Re: why there is not VACUUM FULL CONCURRENTLY? - Mailing list pgsql-hackers
From | Euler Taveira |
---|---|
Subject | Re: why there is not VACUUM FULL CONCURRENTLY? |
Date | |
Msg-id | ada2ca01-3629-4145-b365-664cc0a2e066@app.fastmail.com Whole thread Raw |
In response to | Re: why there is not VACUUM FULL CONCURRENTLY? (Antonin Houska <ah@cybertec.at>) |
List | pgsql-hackers |
On Tue, Apr 1, 2025, at 10:31 AM, Antonin Houska wrote:
One more version, hopefully to make cfbot happy (I missed the bug because Idid not set the RELCACHE_FORCE_RELEASE macro in my environment.)

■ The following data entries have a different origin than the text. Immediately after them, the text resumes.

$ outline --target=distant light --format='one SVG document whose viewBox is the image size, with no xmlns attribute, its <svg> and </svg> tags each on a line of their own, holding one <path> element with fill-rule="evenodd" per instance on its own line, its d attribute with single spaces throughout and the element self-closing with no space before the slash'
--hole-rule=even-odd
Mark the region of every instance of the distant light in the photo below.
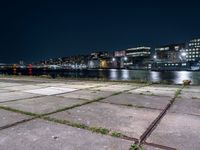
<svg viewBox="0 0 200 150">
<path fill-rule="evenodd" d="M 112 61 L 115 61 L 116 59 L 115 58 L 112 58 Z"/>
<path fill-rule="evenodd" d="M 181 56 L 185 57 L 187 54 L 185 52 L 181 53 Z"/>
<path fill-rule="evenodd" d="M 127 60 L 128 60 L 128 58 L 127 58 L 127 57 L 124 57 L 124 60 L 125 60 L 125 61 L 127 61 Z"/>
</svg>

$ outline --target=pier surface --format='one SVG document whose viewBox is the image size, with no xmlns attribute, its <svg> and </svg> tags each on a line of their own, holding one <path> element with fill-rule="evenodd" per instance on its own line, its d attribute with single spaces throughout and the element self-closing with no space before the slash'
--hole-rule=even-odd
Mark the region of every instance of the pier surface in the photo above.
<svg viewBox="0 0 200 150">
<path fill-rule="evenodd" d="M 1 150 L 200 149 L 200 86 L 0 77 Z"/>
</svg>

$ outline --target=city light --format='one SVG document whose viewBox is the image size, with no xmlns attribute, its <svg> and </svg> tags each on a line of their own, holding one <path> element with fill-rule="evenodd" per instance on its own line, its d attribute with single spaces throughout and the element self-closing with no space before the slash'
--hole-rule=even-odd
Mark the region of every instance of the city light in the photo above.
<svg viewBox="0 0 200 150">
<path fill-rule="evenodd" d="M 181 53 L 181 56 L 183 56 L 183 57 L 185 57 L 186 55 L 187 55 L 186 52 L 182 52 L 182 53 Z"/>
<path fill-rule="evenodd" d="M 116 59 L 115 58 L 112 58 L 112 61 L 115 61 Z"/>
<path fill-rule="evenodd" d="M 127 58 L 127 57 L 124 57 L 124 60 L 125 60 L 125 61 L 127 61 L 127 60 L 128 60 L 128 58 Z"/>
</svg>

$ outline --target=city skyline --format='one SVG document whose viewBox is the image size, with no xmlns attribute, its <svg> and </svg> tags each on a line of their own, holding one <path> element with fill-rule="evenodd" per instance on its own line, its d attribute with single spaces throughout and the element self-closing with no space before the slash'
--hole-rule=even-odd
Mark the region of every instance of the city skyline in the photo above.
<svg viewBox="0 0 200 150">
<path fill-rule="evenodd" d="M 2 2 L 0 62 L 181 43 L 200 35 L 200 2 Z"/>
</svg>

I started reviewing this patch. It was in my radar to review it but I didn't
have spare time until now.
The syntax is fine for me. It is really close to CLUSTER syntax but it adds one
detail: INDEX keyword. It is a good approach because USING clause can be
expanded in the future if required.
+ <refnamediv>
+ <refname>REPACK</refname>
+ <refpurpose>cluster a table according to an index</refpurpose>
+ </refnamediv>
This description is not accurate because the index is optional. It means if the
index is not specified, it is a "rewrite" instead of a "cluster". One
suggestion is to use "rewrite" because it says nothing about the tuple order. A
"rewrite a table" or "rewrite a table to reclaim space" are good candidates. On
the other hand, the command is called "repack" and it should be a strong
candidate for the verb in this description. (I'm surprised that repack is not a
recent term [1]). It seems a natural choice.
+<synopsis>
+REPACK [ ( <replaceable class="parameter">option</replaceable> [, ...] ) ] [ <replaceable class="parameter">table_name</replaceable> [ USING INDEX<replaceable class="parameter">index_name</replaceable> ] ]
You missed a space after INDEX.
+ <para>
+ Because the planner records statistics about the ordering of tables, it is
+ advisable to
+ run <link linkend="sql-analyze"><command>ANALYZE</command></link> on the
+ newly repacked table. Otherwise, the planner might make poor choices of
+ query plans.
+ </para>
If we decide for another term (other than "repacked") then it should reflect
here and in some other parts ("repacking" is also used) too.
+ <para>
+ When an index scan or a sequential scan without sort is used, a temporary
+ copy of the table is created that contains the table data in the index
+ order.
That's true for CLUSTER but not for REPACK. Index is optional.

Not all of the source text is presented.